On 29/03/2015 08:57, Christian Gollwitzer wrote:
Am 29.03.15 um 05:06 schrieb Steven D'Aprano:
[OT: Competing with compiled C code]
I'm not one of those people who think that C is by definition the fastest language conceivable. (People who believe this sometimes make an exception for hand-crafted assembly, which is ironic since these days the best C optimizing compilers can generate faster, tighter code than human assembly programmers.)
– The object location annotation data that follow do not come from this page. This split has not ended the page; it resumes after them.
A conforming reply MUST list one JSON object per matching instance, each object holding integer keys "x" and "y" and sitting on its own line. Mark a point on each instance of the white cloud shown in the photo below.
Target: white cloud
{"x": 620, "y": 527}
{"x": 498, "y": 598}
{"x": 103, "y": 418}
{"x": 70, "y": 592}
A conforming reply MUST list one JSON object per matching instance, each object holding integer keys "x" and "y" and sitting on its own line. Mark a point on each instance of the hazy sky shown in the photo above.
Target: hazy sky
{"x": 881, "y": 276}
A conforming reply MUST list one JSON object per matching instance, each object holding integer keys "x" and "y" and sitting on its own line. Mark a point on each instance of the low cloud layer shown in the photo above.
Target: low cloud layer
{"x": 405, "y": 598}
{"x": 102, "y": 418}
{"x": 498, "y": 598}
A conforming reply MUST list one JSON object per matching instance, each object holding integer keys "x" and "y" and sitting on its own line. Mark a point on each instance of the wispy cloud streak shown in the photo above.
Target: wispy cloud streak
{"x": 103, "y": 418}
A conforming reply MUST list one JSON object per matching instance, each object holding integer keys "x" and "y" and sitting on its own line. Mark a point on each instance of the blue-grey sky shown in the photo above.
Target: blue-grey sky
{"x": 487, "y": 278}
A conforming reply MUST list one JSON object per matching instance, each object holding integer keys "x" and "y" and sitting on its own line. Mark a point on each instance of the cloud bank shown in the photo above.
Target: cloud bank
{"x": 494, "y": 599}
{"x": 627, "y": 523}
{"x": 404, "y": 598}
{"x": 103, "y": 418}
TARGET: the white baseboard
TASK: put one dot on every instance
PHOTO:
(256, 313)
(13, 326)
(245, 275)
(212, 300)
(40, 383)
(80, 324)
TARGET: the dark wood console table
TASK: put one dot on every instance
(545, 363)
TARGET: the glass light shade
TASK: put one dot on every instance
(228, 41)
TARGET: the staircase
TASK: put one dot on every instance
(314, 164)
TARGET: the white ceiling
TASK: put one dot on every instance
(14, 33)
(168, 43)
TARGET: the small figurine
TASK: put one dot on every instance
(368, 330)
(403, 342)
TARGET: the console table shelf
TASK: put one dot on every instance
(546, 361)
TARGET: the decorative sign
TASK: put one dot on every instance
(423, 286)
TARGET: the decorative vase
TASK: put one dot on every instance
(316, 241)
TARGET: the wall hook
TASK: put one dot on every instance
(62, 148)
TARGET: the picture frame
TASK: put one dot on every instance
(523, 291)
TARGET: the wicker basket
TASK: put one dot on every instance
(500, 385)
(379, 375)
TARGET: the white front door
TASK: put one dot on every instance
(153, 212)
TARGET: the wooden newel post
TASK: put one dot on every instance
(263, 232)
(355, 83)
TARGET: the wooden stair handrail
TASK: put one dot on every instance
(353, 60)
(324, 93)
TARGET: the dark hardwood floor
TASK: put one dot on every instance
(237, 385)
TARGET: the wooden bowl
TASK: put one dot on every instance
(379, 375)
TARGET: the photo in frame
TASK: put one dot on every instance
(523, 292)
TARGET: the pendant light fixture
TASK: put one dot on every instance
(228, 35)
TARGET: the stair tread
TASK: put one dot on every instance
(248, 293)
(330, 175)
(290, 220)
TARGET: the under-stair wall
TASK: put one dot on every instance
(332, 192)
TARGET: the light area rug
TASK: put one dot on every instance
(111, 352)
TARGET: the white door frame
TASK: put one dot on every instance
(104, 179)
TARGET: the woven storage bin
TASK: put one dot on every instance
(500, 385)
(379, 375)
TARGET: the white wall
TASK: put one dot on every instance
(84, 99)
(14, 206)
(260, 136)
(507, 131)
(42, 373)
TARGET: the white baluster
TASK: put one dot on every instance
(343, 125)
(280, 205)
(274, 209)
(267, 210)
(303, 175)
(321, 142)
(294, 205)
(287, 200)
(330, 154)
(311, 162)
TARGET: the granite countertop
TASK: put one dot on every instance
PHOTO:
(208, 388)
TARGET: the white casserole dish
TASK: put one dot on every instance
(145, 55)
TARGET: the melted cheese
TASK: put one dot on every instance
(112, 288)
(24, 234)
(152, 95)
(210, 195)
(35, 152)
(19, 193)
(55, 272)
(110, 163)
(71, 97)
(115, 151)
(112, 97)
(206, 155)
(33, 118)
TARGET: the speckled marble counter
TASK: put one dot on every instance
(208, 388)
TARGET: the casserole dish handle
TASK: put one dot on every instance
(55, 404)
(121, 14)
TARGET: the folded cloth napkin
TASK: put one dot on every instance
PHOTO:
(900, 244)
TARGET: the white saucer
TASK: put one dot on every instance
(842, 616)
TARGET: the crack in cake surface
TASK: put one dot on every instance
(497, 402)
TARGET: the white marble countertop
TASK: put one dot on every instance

Defeating a C compiler is possible in (rare) cases, I wouldn't really count the examples you've posted, since they don't actually compute anything useful. However, for instance the Intel C compiler is able to replace a loop like this: for (int i=0; i<N; i++) { for (int j=0; j<N; j++) { for (int k=0; k<N; k++) { z[i][k]+=x[i][j]*y[j][k]; } } } with a call to an optimized BLAS matrix multiplication in "some" (=impractical) cases.
I have an interpreter for my language which has an implementation in C, and one in my own static language. That latter can also optionally make use of a byte-code dispatcher written in assembly (which tries to deal with each byte-code if it can, if not it passes it on to high-level code).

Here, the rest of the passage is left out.